18 August 2022

Lichfield Peace Walk:
a 30 km walk from one
Saint Chad’s to another

Setting out on a morning walk along Cross in Hand Lane, on the edges of Lichfield (Photograph: Patrick Comerford)

Patrick Comerford

I am thinking about visiting Lichfield next week to take part in this year’s Lichfield Peace Walk, which starts next Monday morning in Lichfield and reaches Stafford on Wednesday.

The three-day, 30 km (20 mile) walk is along the pilgrim way from Saint Chad’s Church, Lichfield, to Saint Chad’s Church, Stafford.
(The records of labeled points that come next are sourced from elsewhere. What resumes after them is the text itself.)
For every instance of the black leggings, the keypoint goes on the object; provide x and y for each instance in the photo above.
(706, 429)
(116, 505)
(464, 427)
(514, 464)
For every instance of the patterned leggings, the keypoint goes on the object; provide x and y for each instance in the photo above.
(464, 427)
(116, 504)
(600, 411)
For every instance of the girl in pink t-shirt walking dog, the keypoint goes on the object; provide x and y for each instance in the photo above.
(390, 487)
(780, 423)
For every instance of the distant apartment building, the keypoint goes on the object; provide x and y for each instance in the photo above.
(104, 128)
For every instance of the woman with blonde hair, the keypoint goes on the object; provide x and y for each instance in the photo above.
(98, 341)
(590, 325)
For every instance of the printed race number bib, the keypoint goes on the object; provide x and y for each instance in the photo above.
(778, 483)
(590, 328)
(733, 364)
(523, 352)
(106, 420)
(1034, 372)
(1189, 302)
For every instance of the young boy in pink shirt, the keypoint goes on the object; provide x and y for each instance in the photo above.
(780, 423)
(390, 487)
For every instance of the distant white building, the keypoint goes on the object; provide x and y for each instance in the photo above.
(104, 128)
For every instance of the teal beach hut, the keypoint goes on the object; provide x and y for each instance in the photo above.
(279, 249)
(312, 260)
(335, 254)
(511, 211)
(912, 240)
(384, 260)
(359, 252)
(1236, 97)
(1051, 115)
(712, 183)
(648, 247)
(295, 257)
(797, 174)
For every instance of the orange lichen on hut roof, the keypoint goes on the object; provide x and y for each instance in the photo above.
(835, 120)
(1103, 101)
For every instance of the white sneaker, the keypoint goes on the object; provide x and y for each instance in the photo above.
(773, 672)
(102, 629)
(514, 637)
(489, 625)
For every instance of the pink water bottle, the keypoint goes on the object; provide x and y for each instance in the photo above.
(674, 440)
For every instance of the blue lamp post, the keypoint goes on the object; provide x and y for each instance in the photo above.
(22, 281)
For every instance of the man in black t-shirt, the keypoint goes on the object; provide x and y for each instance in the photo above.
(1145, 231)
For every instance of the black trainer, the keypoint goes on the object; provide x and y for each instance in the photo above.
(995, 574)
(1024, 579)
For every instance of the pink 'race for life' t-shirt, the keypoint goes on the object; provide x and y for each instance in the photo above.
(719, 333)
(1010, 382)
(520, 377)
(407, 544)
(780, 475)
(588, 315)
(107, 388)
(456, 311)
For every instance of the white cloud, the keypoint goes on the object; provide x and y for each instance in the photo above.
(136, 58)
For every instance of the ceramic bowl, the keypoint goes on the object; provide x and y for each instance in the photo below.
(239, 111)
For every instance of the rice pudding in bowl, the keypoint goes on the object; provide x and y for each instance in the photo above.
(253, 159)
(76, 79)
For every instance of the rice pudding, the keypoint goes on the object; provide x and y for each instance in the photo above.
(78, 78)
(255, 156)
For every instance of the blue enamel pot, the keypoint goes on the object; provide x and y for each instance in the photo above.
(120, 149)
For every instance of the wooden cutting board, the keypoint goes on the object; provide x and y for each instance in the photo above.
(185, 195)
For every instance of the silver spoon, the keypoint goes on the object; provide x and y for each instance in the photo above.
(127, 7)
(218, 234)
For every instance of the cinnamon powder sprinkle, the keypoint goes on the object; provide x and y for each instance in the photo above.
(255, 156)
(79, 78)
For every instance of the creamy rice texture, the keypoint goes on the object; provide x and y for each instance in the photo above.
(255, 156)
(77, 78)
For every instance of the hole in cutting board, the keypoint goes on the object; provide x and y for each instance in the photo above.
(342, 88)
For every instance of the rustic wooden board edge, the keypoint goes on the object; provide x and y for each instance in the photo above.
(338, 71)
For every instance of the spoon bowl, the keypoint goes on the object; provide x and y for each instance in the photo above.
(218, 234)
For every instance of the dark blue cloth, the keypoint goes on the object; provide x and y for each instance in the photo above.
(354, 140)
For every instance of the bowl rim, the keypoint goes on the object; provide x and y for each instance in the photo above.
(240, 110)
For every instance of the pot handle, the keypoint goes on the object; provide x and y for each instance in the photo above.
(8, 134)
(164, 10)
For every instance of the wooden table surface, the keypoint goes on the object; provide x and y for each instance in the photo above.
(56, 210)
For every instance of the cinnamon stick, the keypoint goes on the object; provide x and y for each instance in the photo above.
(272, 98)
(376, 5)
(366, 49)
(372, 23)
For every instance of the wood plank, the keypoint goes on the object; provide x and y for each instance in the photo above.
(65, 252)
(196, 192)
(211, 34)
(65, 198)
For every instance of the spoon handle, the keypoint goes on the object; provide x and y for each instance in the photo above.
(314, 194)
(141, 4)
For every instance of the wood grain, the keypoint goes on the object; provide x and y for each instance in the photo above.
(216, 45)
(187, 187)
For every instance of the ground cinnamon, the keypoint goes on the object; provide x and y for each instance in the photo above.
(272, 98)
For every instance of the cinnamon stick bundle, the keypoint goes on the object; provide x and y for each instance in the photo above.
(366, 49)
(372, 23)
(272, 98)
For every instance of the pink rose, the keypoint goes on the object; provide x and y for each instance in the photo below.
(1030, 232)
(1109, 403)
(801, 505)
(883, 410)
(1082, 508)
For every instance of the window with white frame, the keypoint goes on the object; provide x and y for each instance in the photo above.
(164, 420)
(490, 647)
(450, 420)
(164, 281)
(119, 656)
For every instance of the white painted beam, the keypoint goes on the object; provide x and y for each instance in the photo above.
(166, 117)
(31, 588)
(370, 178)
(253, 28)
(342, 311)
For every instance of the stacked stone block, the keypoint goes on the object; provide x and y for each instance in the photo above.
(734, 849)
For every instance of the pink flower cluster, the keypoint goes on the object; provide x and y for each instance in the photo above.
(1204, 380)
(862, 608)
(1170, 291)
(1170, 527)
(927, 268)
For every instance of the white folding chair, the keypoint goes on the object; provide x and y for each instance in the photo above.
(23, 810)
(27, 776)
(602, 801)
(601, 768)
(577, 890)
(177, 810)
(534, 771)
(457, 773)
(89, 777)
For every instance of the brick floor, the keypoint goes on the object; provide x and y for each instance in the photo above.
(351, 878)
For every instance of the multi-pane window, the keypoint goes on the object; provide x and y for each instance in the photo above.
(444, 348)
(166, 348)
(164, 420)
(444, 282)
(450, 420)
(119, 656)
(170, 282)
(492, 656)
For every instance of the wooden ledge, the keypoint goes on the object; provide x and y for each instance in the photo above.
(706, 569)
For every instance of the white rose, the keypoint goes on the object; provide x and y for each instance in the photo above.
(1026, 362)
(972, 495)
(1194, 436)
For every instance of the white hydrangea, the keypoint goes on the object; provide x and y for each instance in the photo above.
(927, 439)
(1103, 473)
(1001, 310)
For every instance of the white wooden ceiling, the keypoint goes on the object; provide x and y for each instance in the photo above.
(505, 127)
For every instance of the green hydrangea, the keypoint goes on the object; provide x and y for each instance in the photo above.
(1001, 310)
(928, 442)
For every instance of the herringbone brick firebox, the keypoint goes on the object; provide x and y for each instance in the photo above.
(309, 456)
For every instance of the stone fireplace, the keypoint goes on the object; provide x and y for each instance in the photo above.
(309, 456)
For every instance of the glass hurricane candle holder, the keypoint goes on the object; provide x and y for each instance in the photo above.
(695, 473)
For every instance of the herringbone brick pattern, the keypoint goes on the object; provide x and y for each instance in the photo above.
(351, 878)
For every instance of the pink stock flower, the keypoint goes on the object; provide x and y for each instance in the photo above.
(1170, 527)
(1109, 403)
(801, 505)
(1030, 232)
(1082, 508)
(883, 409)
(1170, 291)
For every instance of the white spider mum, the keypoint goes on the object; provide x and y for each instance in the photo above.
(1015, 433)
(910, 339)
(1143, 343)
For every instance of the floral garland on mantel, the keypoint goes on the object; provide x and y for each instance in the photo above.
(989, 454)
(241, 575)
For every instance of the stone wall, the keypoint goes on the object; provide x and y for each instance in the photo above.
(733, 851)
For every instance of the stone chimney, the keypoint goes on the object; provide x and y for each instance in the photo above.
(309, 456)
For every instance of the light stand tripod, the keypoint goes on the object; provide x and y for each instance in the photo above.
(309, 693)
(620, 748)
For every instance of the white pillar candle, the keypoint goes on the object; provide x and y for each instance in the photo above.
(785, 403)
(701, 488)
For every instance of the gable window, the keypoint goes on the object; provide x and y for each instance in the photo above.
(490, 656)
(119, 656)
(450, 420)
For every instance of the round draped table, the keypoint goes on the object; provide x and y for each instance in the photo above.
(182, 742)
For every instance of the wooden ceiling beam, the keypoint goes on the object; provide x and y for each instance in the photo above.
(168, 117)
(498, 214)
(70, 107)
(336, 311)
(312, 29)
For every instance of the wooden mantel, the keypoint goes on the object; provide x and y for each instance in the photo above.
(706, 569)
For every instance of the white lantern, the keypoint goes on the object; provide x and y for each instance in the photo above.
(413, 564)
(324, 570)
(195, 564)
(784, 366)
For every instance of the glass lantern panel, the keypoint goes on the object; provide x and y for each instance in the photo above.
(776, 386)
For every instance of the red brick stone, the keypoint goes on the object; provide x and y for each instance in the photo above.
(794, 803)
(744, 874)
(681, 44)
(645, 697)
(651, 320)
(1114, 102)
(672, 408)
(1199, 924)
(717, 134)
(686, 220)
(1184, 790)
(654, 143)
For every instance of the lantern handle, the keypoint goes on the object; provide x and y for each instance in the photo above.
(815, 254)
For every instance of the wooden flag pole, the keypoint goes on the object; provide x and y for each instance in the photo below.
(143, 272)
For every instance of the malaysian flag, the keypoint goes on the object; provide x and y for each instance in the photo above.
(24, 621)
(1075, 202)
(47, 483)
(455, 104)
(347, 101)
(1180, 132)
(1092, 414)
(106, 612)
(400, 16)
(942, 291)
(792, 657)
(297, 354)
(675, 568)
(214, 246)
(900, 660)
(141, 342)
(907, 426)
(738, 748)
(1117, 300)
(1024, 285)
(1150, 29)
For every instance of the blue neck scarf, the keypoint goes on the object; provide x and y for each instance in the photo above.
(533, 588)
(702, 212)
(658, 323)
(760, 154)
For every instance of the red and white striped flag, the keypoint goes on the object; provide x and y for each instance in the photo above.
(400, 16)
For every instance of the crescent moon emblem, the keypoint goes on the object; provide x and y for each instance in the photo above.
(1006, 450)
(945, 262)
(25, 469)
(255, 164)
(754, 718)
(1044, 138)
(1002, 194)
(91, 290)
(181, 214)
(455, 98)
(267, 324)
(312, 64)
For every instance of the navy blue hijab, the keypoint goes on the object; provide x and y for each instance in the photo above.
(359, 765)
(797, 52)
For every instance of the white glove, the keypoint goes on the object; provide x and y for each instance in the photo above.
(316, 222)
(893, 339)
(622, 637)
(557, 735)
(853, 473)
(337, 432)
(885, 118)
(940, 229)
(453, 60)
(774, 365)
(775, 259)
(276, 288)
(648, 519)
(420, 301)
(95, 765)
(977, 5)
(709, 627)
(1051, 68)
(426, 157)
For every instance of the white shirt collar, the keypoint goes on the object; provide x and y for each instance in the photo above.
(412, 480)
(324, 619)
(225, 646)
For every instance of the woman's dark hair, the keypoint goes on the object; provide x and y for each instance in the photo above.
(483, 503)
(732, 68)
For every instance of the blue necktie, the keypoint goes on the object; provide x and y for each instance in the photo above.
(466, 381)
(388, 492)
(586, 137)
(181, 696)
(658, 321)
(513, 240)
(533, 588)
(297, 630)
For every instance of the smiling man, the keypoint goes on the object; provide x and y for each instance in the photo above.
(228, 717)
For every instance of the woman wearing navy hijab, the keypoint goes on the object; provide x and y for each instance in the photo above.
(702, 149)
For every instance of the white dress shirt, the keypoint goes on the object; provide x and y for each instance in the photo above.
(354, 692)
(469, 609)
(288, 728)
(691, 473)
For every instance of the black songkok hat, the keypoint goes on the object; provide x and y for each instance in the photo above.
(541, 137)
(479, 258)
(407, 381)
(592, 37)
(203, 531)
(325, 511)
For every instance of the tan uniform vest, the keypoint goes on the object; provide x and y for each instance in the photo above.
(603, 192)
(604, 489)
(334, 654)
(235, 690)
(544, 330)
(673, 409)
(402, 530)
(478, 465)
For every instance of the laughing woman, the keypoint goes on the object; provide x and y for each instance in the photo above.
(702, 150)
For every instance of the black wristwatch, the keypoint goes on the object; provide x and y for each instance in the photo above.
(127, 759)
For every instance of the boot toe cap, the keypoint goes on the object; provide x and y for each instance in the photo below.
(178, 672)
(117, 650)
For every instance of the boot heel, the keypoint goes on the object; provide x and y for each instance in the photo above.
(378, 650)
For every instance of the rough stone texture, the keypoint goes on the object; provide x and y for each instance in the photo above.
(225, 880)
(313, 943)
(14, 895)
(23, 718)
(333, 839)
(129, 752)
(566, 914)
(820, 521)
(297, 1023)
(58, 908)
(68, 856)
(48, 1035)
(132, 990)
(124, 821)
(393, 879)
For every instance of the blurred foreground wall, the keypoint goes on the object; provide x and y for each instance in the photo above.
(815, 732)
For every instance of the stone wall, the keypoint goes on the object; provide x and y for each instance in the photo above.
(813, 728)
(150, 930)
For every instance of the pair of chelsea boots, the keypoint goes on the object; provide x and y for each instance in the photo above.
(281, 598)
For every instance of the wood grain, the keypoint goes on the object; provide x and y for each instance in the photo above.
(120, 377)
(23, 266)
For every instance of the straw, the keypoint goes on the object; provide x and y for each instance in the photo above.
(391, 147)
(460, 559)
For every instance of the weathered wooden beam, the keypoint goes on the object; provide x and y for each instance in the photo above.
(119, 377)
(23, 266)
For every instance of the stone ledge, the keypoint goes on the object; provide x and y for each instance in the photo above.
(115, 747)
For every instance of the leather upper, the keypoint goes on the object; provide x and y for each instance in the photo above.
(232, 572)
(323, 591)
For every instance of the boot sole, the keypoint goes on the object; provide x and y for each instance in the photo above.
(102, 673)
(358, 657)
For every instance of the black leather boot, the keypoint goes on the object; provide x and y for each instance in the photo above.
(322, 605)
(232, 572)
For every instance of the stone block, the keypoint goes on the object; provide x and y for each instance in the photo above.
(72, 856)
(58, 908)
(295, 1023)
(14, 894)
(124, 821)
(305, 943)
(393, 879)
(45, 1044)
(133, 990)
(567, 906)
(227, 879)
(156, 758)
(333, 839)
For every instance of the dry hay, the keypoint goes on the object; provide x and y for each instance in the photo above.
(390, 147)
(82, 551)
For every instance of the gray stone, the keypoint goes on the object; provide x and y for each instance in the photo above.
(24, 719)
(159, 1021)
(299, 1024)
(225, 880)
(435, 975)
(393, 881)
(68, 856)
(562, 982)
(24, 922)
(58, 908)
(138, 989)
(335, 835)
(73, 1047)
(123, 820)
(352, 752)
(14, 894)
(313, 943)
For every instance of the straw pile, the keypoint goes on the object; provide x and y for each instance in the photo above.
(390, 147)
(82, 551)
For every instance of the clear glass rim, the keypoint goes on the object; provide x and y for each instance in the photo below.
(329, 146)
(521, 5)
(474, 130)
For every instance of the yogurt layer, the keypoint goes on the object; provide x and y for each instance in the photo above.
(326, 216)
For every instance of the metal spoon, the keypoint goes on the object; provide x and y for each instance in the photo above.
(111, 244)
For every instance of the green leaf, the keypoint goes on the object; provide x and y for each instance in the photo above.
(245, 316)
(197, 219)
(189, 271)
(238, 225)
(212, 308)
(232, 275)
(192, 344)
This is an interfaith venture, supported by members of the Christian, Jewish, Muslim, Sikh and Buddhist communities in the Lichfield area.

Nine monks from the Wat Mahathat Thai Buddhist Temple in King’s Bromley, led by Abbot Ajahn, Thailand’s most senior monk in Britain, plan to take part in the walk along the pilgrim way from Lichfield to Stafford between Monday (22 August) and Wednesday (24 August).

The Lichfield Peace Walk begins at Saint Chad’s Church, Lichfield, at 8 am on Monday (22 August). The Rector of Saint Chad’s, the Revd Rod Clark, is looking forward to meeting the walkers.

Saint Chad’s Church, Lichfield … on the site of Saint Chad’s seventh century church (Photograph: Patrick Comerford)

Saint Chad’s Church is a place of pilgrimage, at one end of ‘Two Saints’ Way,’ a pilgrimage route between Lichfield Cathedral and Chester Cathedral. This pilgrimage route was revived in 2012 and can be followed by starting in either Lichfield or Chester.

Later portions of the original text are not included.